No podía soportar no saber qué había soñado, aunque, como suele suceder con los sueños, eso rara vez estaba claro.

—Has estado soñando con ellos, ¿verdad? —le pregunté cuando la camarera se hubo marchado.

Nos habíamos levantado tarde, cansados de la larga cabalgata hasta Wilmington del día anterior, y éramos los únicos comensales en el pequeño comedor de la posada.

Me miró y asintió despacio con la cabeza, frunciendo levemente el ceño. Eso me preocupó. Por lo general, cuando soñaba con Bree o con los niños, se quedaba tranquilo y feliz.

—¿Qué? —pregunté con vehemencia—. ¿Qué pasaba?

Se encogió de hombros, sin relajar el ceño.

—Nada, Sassenach. Vi a Jem y a la chiquilla... —Una sonrisa apareció en su cara al decir eso—. Dios mío, ¡menuda fierecilla! Me hace pensar en ti, Sassenach.

Era un dudoso cumplido, pero sentí una profunda satisfacción al pensarlo. Me había pasado horas mirando a Mandy y a Jem, memorizando cada pequeño rasgo y gesto suyo, intentando extrapolar, imaginar cómo serían cuando crecieran, y estaba casi segura de que Mandy tenía mi boca. Era evidente que tenía la forma de mis ojos, y mi pelo, pobre niña, salvo porque era negro azabache.

—¿Qué estaban haciendo?

Jamie se frotó el entrecejo con un dedo como si le picara la frente.

—Estaban al aire libre —dijo despacio—. Jem le dijo que hiciera algo y ella le dio una patada en la espinilla y escapó corriendo, así que él la persiguió. Creo que era primavera. —Sonrió, con los ojos fijos en lo que fuera que hubiera visto en su sueño—. Recuerdo las florecillas, enredadas en su pelo, y formando montoncitos entre las piedras.

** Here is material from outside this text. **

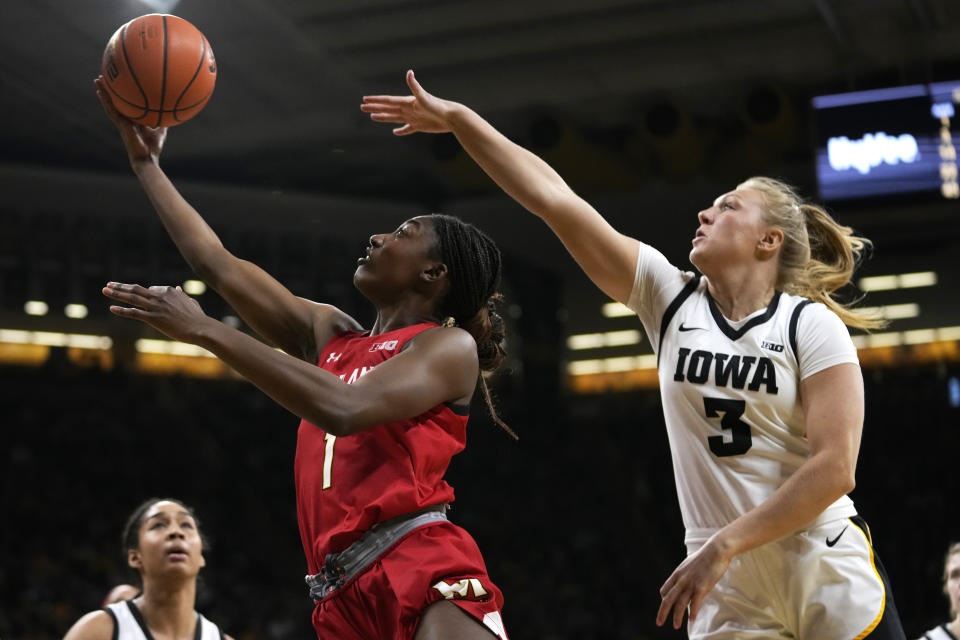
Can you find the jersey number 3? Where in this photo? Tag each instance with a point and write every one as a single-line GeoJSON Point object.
{"type": "Point", "coordinates": [729, 412]}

—¿Qué piedras? —pregunté de golpe.

—Oh. Las lápidas del cementerio —respondió él, de bastante buena gana—. Y ya está. Estaban jugando entre las lápidas en la colina que hay detrás de Lallybroch.

Suspiré con alegría. Ésa era la tercera vez que Jamie soñaba que se encontraban en Lallybroch. Tal vez sólo me estuviera haciendo ilusiones, pero sabía que a él pensar que habían construido allí un hogar lo hacía tan feliz como a mí.

—Tal vez estén allí —aventuré—. Roger estuvo allí cuando te estábamos buscando. Dijo que la casa seguía deshabitada, en venta. Bree tenía dinero. Tal vez la hayan comprado. ¡Tal vez estén allí!

Se lo había dicho ya en otra ocasión, pero Jamie asintió con la cabeza, complacido.

—Sí, tal vez estén allí —admitió con los ojos aún tiernos por el recuerdo de los niños en la colina, corriendo el uno tras el otro entre la hierba alta y las gastadas piedras grises que señalaban el lugar de descanso de su familia.

—Los acompañaba una mariposa —añadió de repente—. Lo había olvidado. Una mariposa azul.

—¿Azul? ¿Hay mariposas azules en Escocia?

Fruncí el ceño, intentando recordar. Que yo supiera, allí las mariposas solían ser blancas o amarillas, pensé.

Jamie me lanzó una mirada de exasperación.

—Es un sueño, Sassenach. Si quisiera, podría soñar con mariposas con alas de cuadros escoceses.

Solté una carcajada, aunque me resistí a que me hiciera cambiar de tema.

—Tienes razón. Pero ¿qué es lo que te preocupaba?

Me observó con curiosidad.

—¿Cómo sabes que estaba preocupado?

Lo miré por encima del hombro, o tan por encima del hombro como me fue posible, dada la diferencia de altura.

—Tal vez tu cara no sea un espejo, pero llevo casada contigo treinta y tantos años.

Dejó pasar sin hacer ningún comentario el hecho de que, en realidad, no había estado con él veinte de esos años, y simplemente sonrió.

—Sí. Bueno, de hecho, no era nada. Sólo que entraron en la torre.

—¿En la torre? —dije, vacilante.

La vieja torre que daba nombre a Lallybroch se encontraba, efectivamente, en la colina que había detrás de la casa, y su sombra se proyectaba a diario sobre el cementerio como el majestuoso avance de un reloj de sol gigantesco. Jamie y yo solíamos subir hasta allí a menudo por las noches en nuestros primeros tiempos en Lallybroch a sentarnos en el banco que había junto al muro de la torre y alejarnos del barullo de la casa, disfrutando de la tranquila vista de la finca y de sus terrenos, que se extendían blancos y amarillos a nuestros pies, suaves a la luz crepuscular.

—La torre —repitió, y me miró sin saber qué decir—. No sé qué sucedía, sólo que no quería que entraran. Tuve... la sensación de que dentro había algo. Al acecho. Y no me gustó nada.